Some informal guidance regarding the Google Code environment for Standard Script Development

  • Like Ockham or Einstein or somebody said: keep your code as simple as possible, but no simpler. Try not to dictate too much of a structure at first - let it evolve with time and developer input.
  • Keep discussions about scripts within the project site - try not to use e-mail to log questions/answers. Instead, try to use the "Issues" page which links right on the front page of "phuse-scripts."
  • Remember that those discussions, as well as any code you might contribute, could be seen by virtually anyone - including colleagues, current bosses, future bosses, etc. Be careful out there!
  • Because many users will be using a browser to read code and content, try not to make the files too long. Instead, break them up and use "include"-type programming methods.
  • There don't seem to be ANY Google Code projects which use SAS a programming language. A good example of a project which uses R is:
               http://code.google.com/p/chainladder/

Be sure to check out how this project organized itself, it's code trunk, downloads, Wiki, etc.

  • Here's a suggested technique for using the browser interface to work with code.

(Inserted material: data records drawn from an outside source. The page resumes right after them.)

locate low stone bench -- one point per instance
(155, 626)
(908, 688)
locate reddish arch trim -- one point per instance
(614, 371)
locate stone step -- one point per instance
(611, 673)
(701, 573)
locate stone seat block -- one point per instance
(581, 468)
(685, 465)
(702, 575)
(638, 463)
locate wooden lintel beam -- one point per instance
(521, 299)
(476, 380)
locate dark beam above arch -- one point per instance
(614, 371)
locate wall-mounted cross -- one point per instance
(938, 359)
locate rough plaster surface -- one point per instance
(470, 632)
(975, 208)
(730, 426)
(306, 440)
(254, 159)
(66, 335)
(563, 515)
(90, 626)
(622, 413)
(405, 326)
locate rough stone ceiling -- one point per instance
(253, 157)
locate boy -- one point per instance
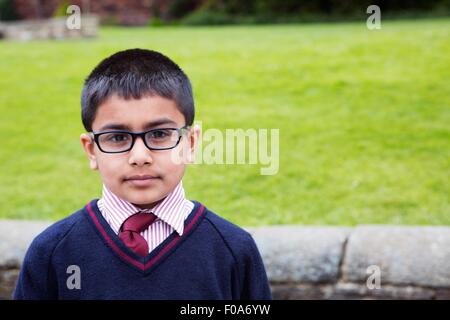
(142, 239)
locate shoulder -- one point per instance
(238, 240)
(45, 242)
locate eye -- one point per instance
(117, 137)
(160, 134)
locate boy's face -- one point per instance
(165, 167)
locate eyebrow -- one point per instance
(148, 125)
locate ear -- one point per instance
(193, 140)
(88, 145)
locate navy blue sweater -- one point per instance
(80, 257)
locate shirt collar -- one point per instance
(170, 210)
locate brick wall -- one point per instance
(124, 12)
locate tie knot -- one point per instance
(138, 222)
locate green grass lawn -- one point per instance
(364, 120)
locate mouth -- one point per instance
(141, 180)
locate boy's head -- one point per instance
(135, 91)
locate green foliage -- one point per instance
(363, 119)
(61, 10)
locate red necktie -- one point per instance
(130, 231)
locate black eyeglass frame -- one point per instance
(134, 135)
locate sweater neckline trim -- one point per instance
(157, 255)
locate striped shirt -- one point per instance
(170, 213)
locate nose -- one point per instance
(139, 155)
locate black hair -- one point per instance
(136, 73)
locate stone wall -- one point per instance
(313, 262)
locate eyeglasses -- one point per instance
(122, 141)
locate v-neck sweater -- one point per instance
(80, 257)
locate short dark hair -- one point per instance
(136, 73)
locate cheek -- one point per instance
(109, 167)
(171, 162)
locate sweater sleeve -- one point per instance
(36, 280)
(255, 285)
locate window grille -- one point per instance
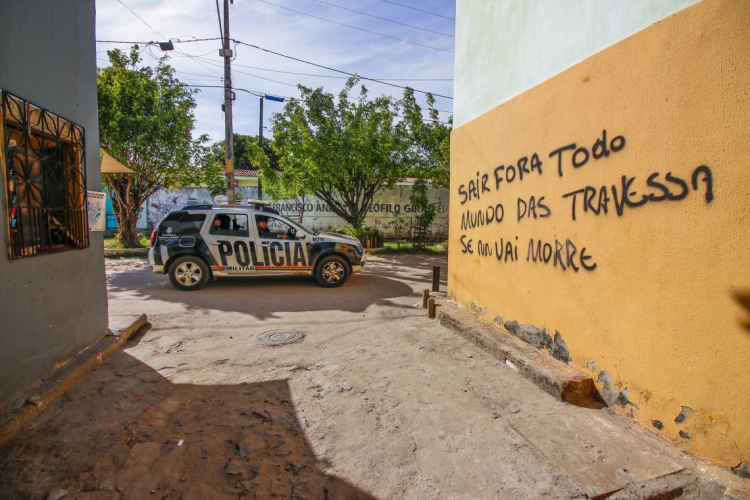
(44, 167)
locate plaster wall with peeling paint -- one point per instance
(603, 194)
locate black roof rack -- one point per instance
(259, 208)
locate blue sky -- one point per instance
(265, 24)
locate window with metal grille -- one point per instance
(44, 168)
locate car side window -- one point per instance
(181, 224)
(274, 228)
(230, 225)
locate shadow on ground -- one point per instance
(126, 432)
(265, 297)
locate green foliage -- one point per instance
(145, 122)
(427, 210)
(399, 225)
(211, 161)
(344, 152)
(429, 154)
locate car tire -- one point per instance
(189, 273)
(332, 271)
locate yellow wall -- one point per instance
(662, 311)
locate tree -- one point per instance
(344, 152)
(247, 156)
(429, 154)
(145, 122)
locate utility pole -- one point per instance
(226, 53)
(260, 143)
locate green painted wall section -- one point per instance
(504, 48)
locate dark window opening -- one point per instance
(181, 224)
(230, 225)
(45, 179)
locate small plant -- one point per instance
(399, 226)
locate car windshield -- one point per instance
(299, 225)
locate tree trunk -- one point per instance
(128, 236)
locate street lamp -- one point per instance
(260, 134)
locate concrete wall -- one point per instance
(637, 254)
(51, 306)
(318, 214)
(505, 47)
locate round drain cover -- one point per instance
(280, 337)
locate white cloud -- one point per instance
(288, 33)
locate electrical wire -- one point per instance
(221, 30)
(345, 77)
(354, 27)
(239, 42)
(277, 70)
(420, 10)
(384, 19)
(139, 17)
(338, 70)
(261, 94)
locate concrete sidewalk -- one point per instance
(376, 401)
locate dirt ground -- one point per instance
(377, 401)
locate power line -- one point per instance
(338, 70)
(139, 17)
(354, 27)
(260, 94)
(221, 31)
(420, 10)
(278, 70)
(384, 19)
(239, 42)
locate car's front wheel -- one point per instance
(188, 273)
(332, 271)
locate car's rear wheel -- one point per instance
(188, 273)
(332, 271)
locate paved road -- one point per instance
(377, 401)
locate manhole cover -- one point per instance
(280, 337)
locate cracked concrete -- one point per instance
(376, 401)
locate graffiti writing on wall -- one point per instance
(624, 193)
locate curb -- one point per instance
(549, 374)
(31, 403)
(116, 252)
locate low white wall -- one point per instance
(317, 213)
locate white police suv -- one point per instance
(200, 241)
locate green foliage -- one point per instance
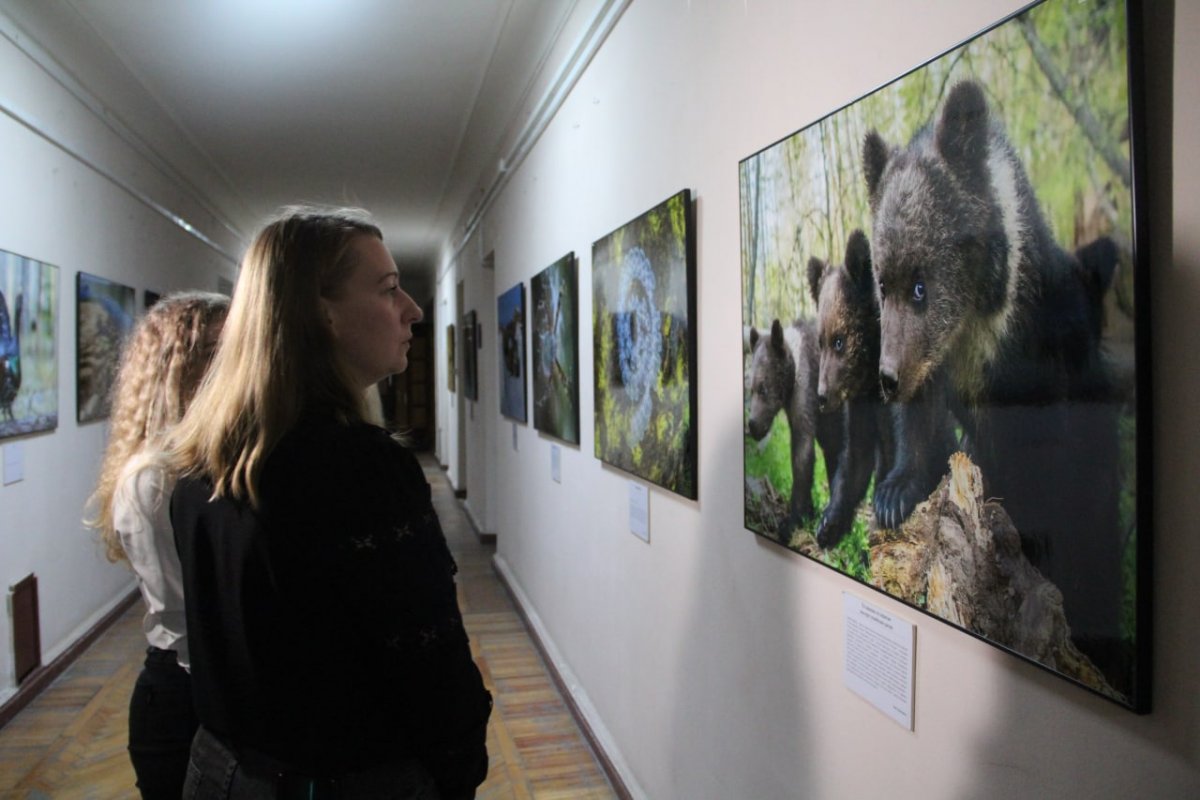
(1057, 84)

This is offered because the author can't install SVN clients at his work PC, and his home PC doesn't have SAS.

a. When deciding to work on some script, first "select all" to get the content, then copy/paste into the scripting environment (usual, SAS or R). Edit as needed, then repeat the process to get the updated code back into Google Code (lather, rinse, repeat). Note that the "diff" command still works, you'll still be able to see differences among versions.

b. This approach doesn't handle the "checkout" function. I don't think that will derail use of Google Code, it seems unlikely that many users will be scripting simultaneously.

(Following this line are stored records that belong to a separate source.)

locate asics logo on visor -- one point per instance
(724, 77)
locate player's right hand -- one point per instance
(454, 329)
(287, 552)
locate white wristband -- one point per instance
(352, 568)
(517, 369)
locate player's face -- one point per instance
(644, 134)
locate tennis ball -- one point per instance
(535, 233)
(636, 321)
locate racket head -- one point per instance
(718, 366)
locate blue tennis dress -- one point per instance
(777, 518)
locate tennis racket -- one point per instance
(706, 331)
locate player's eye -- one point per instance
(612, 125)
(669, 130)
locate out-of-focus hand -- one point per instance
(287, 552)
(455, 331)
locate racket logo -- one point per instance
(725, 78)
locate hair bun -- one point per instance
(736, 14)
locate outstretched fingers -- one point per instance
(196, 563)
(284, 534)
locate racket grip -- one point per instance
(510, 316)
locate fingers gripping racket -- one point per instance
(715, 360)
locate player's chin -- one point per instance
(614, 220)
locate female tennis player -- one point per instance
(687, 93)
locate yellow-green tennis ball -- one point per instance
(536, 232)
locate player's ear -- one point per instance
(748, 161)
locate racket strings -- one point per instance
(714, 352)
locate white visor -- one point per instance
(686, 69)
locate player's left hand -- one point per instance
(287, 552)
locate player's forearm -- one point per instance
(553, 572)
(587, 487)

  • Try to keep your data in a file separate from the main code file. This way, once the source/test data is set and won't change, the work can be concentrated on the code of interest.
  • Along with the point above, use simple approaches to reading in data - approaches that can be modified to users' computing environments. Some simple suggestions are pasted below. Fancy macros in the script to do input/output may not be worthwhile if hard to understand and adapt to user-level environments.

SAS:

data kmdata ;

 infile "/bdm/myfolder/mcarniel/kmdata.csv" delimiter = ',' MISSOVER DSD lrecl=32767 firstobs=2 ;
 length arm $8 censor day 8 ;
 input arm $ censor day ;
 run;


R: kmdata<-read.csv("m:/mcarniel/kmdata.csv")

  • At some point, we'll need to reach a consensus on how to write the "output/print/report" parts of the scripts. Until then, here's suggestions with which to start:

SAS:

ods pdf file="/bdm/myfolder/mcarniel/kmoutput.pdf" ; proc gplot data=kmdata ; plot censor*day=arm ;

 title1 "KM Data Bad Plot" ;
 run ;

ods pdf close ;

R:

> dev.print(device=pdf,"c:/users/mcarniel/desktop/kmoutput.pdf") > hist(kmdata$day) > dev.off()

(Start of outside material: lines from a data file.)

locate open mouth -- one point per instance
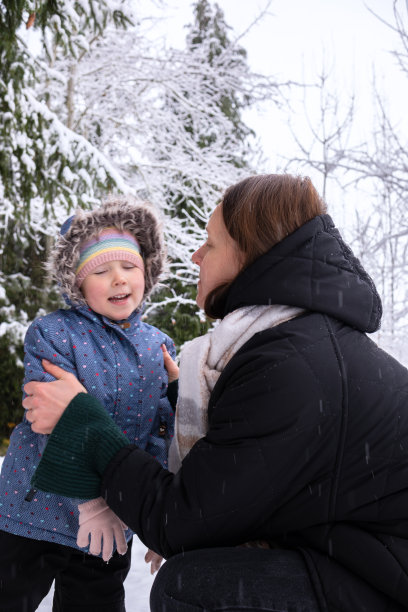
(118, 299)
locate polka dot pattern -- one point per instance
(121, 367)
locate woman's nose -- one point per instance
(196, 257)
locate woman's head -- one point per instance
(255, 214)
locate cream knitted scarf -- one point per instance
(201, 362)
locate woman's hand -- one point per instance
(46, 401)
(170, 365)
(154, 559)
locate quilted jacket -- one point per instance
(307, 445)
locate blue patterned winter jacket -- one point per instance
(122, 366)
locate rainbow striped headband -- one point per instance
(110, 245)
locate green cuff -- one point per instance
(79, 449)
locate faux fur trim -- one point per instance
(124, 213)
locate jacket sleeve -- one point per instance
(40, 344)
(267, 422)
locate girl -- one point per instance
(106, 262)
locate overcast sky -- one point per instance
(294, 40)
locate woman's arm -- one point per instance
(46, 401)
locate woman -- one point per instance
(292, 427)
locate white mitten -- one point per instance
(99, 527)
(154, 559)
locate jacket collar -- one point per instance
(314, 269)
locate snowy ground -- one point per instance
(137, 585)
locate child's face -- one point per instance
(114, 289)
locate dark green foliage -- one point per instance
(180, 321)
(208, 38)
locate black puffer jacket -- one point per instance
(308, 437)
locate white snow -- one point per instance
(137, 585)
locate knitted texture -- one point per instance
(109, 245)
(82, 444)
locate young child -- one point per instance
(106, 262)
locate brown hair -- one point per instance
(259, 212)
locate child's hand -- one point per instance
(170, 365)
(154, 559)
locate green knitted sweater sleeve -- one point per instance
(79, 449)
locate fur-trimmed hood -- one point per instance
(126, 213)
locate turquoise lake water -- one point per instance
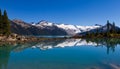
(62, 54)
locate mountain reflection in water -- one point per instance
(7, 50)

  • We could come up with our own style guidelines, but why invent the wheel? Let's steal/borrow these in the public domain:
               http://google-styleguide.googlecode.com/svn/trunk/google-r-style.html
               http://www.sascommunity.org/wiki/Style_guide_for_writing_and_polishing_programs
  • When depositing a non-text file into a project site (for example, fancy reports and graphs, user manuals), please consider these rules:

1. Create wiki page when possible

2. Upload PDF file when possible

3. Use a Word file when necessary (.docx is discouraged as Google Code handles those files as .zip files!)